Splatfacto-W is a method for novel view synthesis from unconstrained in-the-wild image collections, implemented in Nerfstudio. It integrates per-image appearance features and embeddings into the rasterization process, along with a spherical harmonics-based background model to represent varying photometric appearances and better depict backgrounds. The key contributions include latent appearance modeling, efficient transient object handling, and precise background modeling. Splatfacto-W delivers high-quality, real-time novel view synthesis with improved scene consistency in the-wild scenarios. It improves the Peak Signal-to-Noise Ratio (PSNR) by an average of 5.3 dB compared to 3DGS, enhances training speed by 150 times compared to NeRF-based methods, and achieves a similar rendering speed to 3DGS.
The method addresses the challenges of photometric variations and transient occluders in unconstrained image collections. It introduces a latent appearance model that assigns appearance features to each Gaussian point, enabling effective Gaussian color adaptation to variations in reference images. It also introduces a robust mask strategy to handle transient objects during the optimization process, improving the focus on consistent scene features. Additionally, it uses a spherical harmonics-based background model to accurately represent the sky and background elements, ensuring improved multiview consistency.

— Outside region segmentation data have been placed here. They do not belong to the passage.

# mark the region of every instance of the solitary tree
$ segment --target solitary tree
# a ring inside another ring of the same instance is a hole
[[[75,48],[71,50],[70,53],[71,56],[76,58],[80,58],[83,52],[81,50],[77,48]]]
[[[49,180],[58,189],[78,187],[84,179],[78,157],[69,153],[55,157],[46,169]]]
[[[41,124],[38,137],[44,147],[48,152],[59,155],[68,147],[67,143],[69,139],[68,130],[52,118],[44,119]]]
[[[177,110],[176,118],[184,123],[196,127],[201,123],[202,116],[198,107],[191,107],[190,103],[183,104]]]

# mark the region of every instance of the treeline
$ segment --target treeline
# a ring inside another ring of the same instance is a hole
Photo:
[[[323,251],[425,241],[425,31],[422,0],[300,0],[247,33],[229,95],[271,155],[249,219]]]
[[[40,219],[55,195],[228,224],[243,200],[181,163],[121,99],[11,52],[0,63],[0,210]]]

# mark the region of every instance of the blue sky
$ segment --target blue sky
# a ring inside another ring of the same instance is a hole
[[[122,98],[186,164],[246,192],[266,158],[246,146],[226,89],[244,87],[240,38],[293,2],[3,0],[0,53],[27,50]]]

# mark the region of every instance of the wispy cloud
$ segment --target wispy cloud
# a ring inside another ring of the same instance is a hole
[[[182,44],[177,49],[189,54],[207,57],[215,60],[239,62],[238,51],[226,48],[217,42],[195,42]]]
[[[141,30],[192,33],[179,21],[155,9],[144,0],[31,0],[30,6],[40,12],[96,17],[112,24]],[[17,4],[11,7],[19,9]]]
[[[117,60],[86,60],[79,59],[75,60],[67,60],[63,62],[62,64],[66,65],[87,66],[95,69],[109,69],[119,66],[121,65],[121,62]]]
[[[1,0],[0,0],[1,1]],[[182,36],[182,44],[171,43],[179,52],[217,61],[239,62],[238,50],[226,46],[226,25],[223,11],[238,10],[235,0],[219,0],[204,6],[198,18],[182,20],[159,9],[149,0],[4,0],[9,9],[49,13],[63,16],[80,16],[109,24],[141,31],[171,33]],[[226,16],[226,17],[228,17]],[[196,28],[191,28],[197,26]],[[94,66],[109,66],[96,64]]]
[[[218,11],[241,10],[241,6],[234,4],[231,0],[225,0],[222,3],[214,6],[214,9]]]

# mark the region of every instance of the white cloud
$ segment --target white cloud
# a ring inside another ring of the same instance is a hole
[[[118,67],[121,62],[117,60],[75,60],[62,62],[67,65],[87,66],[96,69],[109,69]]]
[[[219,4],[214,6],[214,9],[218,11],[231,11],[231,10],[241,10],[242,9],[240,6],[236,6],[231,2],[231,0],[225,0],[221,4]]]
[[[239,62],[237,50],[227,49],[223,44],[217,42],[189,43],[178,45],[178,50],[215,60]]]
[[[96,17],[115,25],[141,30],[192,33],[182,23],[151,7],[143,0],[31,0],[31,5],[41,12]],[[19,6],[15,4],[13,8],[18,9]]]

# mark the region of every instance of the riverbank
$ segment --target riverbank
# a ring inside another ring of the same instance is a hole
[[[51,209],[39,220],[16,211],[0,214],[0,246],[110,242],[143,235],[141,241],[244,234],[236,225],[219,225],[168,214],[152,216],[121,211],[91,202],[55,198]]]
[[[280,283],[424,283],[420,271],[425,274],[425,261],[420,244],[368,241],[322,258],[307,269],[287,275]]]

Splatfacto-W is evaluated on three NeRF-W datasets, achieving better performance in terms of PSNR, SSIM, and LPIPS metrics. It supports real-time rendering at over 40 frames per second (fps) and enables dynamic appearance changes. The method is efficient, requiring less than 6 GB of GPU memory and achieving the fastest performance on a single RTX 2080Ti. It also effectively handles background representation, addressing a common limitation in 3DGS implementations. Despite these advancements, there remain challenges such as slow convergence in special lighting conditions and limitations in representing high-frequency background details. Future work will focus on addressing these issues by exploring more sophisticated neural architectures and additional network components to refine transient phenomena and enhance background modeling further.Splatfacto-W is a method for novel view synthesis from unconstrained in-the-wild image collections, implemented in Nerfstudio. It integrates per-image appearance features and embeddings into the rasterization process, along with a spherical harmonics-based background model to represent varying photometric appearances and better depict backgrounds. The key contributions include latent appearance modeling, efficient transient object handling, and precise background modeling. Splatfacto-W delivers high-quality, real-time novel view synthesis with improved scene consistency in the-wild scenarios. It improves the Peak Signal-to-Noise Ratio (PSNR) by an average of 5.3 dB compared to 3DGS, enhances training speed by 150 times compared to NeRF-based methods, and achieves a similar rendering speed to 3DGS.
The method addresses the challenges of photometric variations and transient occluders in unconstrained image collections. It introduces a latent appearance model that assigns appearance features to each Gaussian point, enabling effective Gaussian color adaptation to variations in reference images. It also introduces a robust mask strategy to handle transient objects during the optimization process, improving the focus on consistent scene features. Additionally, it uses a spherical harmonics-based background model to accurately represent the sky and background elements, ensuring improved multiview consistency.
Splatfacto-W is evaluated on three NeRF-W datasets, achieving better performance in terms of PSNR, SSIM, and LPIPS metrics. It supports real-time rendering at over 40 frames per second (fps) and enables dynamic appearance changes. The method is efficient, requiring less than 6 GB of GPU memory and achieving the fastest performance on a single RTX 2080Ti. It also effectively handles background representation, addressing a common limitation in 3DGS implementations. Despite these advancements, there remain challenges such as slow convergence in special lighting conditions and limitations in representing high-frequency background details. Future work will focus on addressing these issues by exploring more sophisticated neural architectures and additional network components to refine transient phenomena and enhance background modeling further.